The calendar listed herewith is the FIA International one for the various World and European Championships. It does not include the multitude of British Championships on our own FIA-approved National Calendar, nor those domestic championships of any other country, such as the United States, France, Germany or Italy though all their events are listed on the FIA International calendar. This refers to such classic events as the Indianapolis 500 miles race, the prestigious 200 mile race at the Norisring and numerous other events that are able to stand on their own without the support of a championship.
Formula 2 as a European Championship ended in 1984 and has been replaced by Formula 3000, a new Formula for what amounts to obsolete Formula One cars using unsupercharged 3-litre engines with rpm and horsepower restricted. Many people view this new Formula as a clearing-house for Brabham, Williams, Tyrrell and others to dispose of their obsolete Cosworth-powered cars and for Cosworth to continue in production with the DFV. Be that as it may, this new Formula could well provide a tidy stepping stone from the junior Formulae into Formula One, which is something that the old Formula 2 did not do. As Formula 2 has been run recently it was a bit of a dead-end, a little world of its own that was very expensive for what it provided and gave successful drivers few prospects. It was almost a “secret society” as far as the world of Formula One was concerned, all the races being cut off from the Formula One scene. The new Formula plans to change all that, with four of the races being held in conjunction with World Championship Formula One races, not at the same time, but on the Saturday afternoon after Formula One practice and qualifying. This means that spectators in Estoril, Spa-Francorchamps, Österreichring and Zandvoort will see, in effect, Formula One cars of today and yesterday, even though concerns like Lola and March are building new cars for F3000.

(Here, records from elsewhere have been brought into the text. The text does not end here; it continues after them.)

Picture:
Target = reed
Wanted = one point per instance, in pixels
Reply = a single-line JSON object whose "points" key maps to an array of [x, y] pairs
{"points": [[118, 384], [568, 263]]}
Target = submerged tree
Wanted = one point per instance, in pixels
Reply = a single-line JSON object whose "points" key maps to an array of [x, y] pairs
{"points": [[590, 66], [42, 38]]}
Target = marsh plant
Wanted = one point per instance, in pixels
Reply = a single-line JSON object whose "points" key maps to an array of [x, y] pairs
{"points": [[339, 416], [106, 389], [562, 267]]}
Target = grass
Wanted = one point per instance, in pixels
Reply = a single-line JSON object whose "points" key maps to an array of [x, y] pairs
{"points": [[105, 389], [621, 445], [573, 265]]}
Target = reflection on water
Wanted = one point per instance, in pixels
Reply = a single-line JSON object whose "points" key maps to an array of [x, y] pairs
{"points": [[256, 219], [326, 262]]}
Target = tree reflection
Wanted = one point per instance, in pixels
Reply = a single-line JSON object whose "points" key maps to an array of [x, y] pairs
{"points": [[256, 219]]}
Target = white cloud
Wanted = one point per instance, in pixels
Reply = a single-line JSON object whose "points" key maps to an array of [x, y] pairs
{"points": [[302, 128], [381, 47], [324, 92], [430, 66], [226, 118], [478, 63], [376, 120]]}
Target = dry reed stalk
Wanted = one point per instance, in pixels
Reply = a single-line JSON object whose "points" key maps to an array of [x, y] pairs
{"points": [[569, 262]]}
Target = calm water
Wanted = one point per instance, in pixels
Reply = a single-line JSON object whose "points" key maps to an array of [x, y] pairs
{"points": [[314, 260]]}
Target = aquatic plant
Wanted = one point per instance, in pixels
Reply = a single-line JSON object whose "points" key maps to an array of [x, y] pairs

International Formula 3 as a championship seems to have died quietly, probably because the British F3 championship warranted more attention, and in most cases received it. Being FIA Formula 3 Champion was of little consequence, whereas winning one of the major British Championships, strangely open to almost any driver from Chile to Estonia, has led to Formula One. There are still plenty of International Formula 3 races on the calendar, but they are all standing on their own merit, as the Monaco Formula 3 race used to do.
In the world of Endurance racing the title might well be World Endurance Porsche Championship and even the stipulation of removing the driver’s feet from the vulnerable nose box on the Porsche 956 to a position behind the front wheels centre line, as on the Porsche 962 is unlikely to alter the scene very much. For that matter the continued appearance of the Lancia team will probably do little more than keep some Porsche teams on their toes.
The FIA Historic Championship is a riot of bureaucratic fun, with six different classes counting for the championship and five classes counting for the FISA Historic Trophy. With any luck anyone who gets an Historic car to the finish of his race will collect points and almost any old car could win the championship or the trophy. However, one thing is apparently clear and that is that the limit for eligibility is 1965, but even that date is pliable, depending on what sort of historic car you have. For certain nothing built after 1965 is eligible in any category, so if you are making an historical racing car be sure that it looks like a pre-1965 car, unless it is a Sports Prototype or two-seater racing car of over 1,450 cc, when it must be older than 1964. If it is a mid-engined GP-type of car then it must not be later than 1960 if it is over 1,100 cc… and some people think saloon car regulations are complicated. Make sure your new historic car looks old. — D.S.J.